Andachtswort Mai 2012
Alles, was Gott geschaffen hat, ist gut, und nichts ist verwerflich, was mit Danksagung empfangen wird.
1.Timotheus 4,4
Liebe Geschwister,
dieser Vers ist für mich leicht verständlich und annehmbar, wenn ich daran denke, dass vor Kurzem unser Sohn geboren wurde. Wenn ich ihn ansehe, dann möchte ich nur allzu gerne einstimmen und sagen: Es ist wirklich gut, was Gott geschaffen hat und ich nehme es mit Dankbarkeit entgegen.
Der Timotheusbrief spricht jedoch in eine ganz andere Situation hinein. Es geht um "falsche Enthaltsamkeit". Man muss nicht weit in die Vergangenheit reisen, um Christen zu begegnen, die anscheinend sämtliche Lebensfreude als banal und sogar gefährlich einstufen, weil es sich um diesseitiges Gut handle.
Die Freude an dem Irdischen, dass Gott geschaffen hat, begegnet uns erstmalig am Anfang der Schrift, als Gott über sein Werk urteilt: Und Gott sah an alles, was er gemacht hatte, und siehe, es war sehr gut. Der Psalmist gerät ins Siingen über die wunderbare Schöpferhand. Und auch im Timotheusbrief wird festgehalten: Alles, was Gott geschaffen hat, ist gut.

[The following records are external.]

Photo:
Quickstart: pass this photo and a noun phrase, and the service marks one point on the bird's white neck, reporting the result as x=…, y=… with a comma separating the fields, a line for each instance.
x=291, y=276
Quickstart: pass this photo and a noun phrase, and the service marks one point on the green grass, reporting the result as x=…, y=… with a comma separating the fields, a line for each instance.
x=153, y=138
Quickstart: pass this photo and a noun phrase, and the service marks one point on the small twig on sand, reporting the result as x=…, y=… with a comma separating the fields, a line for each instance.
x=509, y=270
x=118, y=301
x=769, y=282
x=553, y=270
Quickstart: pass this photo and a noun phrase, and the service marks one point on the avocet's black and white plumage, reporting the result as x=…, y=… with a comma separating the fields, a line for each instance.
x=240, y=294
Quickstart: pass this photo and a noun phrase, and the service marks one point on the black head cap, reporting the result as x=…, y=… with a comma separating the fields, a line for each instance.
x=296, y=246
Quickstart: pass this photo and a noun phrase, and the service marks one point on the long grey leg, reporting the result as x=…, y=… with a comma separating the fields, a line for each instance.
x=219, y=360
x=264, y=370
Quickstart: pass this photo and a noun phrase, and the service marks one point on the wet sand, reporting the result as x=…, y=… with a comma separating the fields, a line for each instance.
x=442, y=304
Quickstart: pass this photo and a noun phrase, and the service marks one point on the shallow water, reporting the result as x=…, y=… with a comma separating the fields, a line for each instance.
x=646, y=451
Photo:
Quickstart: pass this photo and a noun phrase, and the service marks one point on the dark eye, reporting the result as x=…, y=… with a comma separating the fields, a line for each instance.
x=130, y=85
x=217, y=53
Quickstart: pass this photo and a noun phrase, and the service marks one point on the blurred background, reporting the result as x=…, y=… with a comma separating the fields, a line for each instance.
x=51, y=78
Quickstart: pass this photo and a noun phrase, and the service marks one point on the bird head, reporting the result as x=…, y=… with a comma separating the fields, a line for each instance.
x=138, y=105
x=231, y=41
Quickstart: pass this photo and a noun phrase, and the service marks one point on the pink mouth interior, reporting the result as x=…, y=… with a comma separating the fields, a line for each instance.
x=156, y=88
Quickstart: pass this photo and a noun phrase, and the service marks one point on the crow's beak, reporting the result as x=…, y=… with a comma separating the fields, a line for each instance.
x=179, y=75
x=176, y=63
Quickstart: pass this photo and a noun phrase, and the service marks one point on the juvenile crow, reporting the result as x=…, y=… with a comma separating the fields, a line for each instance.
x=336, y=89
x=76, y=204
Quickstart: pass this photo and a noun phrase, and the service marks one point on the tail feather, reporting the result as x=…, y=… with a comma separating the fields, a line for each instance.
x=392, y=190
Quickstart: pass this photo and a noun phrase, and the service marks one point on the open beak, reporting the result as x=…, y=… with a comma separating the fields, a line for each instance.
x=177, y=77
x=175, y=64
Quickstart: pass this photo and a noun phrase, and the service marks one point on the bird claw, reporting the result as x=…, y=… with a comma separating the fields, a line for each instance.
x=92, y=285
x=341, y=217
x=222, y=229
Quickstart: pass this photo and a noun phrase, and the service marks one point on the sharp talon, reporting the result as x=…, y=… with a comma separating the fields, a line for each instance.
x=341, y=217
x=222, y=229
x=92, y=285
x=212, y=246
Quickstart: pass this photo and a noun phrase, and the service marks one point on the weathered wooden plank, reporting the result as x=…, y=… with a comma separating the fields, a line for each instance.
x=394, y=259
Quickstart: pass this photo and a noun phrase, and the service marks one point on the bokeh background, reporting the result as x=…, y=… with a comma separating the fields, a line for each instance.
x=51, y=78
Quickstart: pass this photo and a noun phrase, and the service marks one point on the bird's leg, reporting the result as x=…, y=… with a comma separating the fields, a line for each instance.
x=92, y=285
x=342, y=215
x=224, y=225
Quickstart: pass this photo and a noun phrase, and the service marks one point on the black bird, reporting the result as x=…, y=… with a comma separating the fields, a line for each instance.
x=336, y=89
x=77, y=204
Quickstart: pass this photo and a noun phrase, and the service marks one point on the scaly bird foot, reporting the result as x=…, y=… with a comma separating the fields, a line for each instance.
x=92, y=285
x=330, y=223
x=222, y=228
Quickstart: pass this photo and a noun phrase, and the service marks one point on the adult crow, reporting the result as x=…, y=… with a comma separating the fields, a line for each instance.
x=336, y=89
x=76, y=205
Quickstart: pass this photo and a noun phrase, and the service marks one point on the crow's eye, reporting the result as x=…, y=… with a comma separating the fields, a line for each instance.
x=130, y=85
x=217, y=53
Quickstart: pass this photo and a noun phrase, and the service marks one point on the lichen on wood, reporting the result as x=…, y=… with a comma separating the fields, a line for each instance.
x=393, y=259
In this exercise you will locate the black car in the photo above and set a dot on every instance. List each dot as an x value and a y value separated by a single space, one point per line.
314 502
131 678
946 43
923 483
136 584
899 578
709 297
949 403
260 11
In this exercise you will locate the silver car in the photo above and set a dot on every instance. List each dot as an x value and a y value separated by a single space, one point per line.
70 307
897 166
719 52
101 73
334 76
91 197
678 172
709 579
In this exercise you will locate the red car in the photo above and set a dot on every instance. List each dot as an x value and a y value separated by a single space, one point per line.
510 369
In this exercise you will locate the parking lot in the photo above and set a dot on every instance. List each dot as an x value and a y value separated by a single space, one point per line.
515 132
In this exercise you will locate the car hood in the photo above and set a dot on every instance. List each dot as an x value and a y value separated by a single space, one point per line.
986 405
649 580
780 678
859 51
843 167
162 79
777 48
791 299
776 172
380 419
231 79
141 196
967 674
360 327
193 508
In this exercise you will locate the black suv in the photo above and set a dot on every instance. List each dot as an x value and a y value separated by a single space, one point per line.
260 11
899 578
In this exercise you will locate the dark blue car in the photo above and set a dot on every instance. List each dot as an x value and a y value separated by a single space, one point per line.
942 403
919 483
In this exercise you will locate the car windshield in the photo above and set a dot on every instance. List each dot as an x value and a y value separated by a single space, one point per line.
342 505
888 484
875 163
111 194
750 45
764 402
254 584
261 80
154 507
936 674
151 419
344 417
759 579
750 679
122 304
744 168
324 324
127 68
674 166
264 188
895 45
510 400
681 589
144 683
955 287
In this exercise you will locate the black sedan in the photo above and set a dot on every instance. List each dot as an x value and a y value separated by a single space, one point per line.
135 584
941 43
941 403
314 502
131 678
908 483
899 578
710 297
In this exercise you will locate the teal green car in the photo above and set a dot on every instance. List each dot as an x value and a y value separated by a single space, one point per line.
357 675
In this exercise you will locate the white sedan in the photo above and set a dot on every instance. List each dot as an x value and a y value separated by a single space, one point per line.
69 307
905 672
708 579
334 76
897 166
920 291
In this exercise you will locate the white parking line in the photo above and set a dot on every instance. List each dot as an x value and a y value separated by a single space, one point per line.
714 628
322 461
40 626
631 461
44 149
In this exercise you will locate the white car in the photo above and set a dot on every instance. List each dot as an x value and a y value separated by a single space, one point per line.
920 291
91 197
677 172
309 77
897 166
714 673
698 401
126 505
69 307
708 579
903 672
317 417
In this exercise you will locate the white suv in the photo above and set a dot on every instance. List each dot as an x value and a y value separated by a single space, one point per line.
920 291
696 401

Wer könnte sich mehr über diese Schöpfung freuen, als der, der den Schöpfer kennt und liebt. Durch Christus stellt unser himmlischer Vater unseren Fuß auf weiten Raum. Dem Prozess der Zerrissenheit zwischen Schöpfer und Geschaffenem gebietet Christus Einhalt und spricht: Siehe, ich mache alles neu. Durch sein Opfer sind wir mit Gott versöhnt. Und das bezeugt uns auch der Heilige Geist (
Hebräer 10,15
)
Der Vers erinnert zutiefst an die umwälzende Begegnung des Petrus mit Gottes neuer Order in
Apostelgeschichte 10,14
. Für Petrus - wie für uns - ist dies ein Lernschritt. Gott selbst sagt uns, was ihm gefällt. Wer ihm folgt, der kommt nicht umhin, ihn zu befragen und auf sein Wort zu horchen, statt seinen eigenen Ideen und Vorstellungen von einem gottgefälligen Leben anzuhängen.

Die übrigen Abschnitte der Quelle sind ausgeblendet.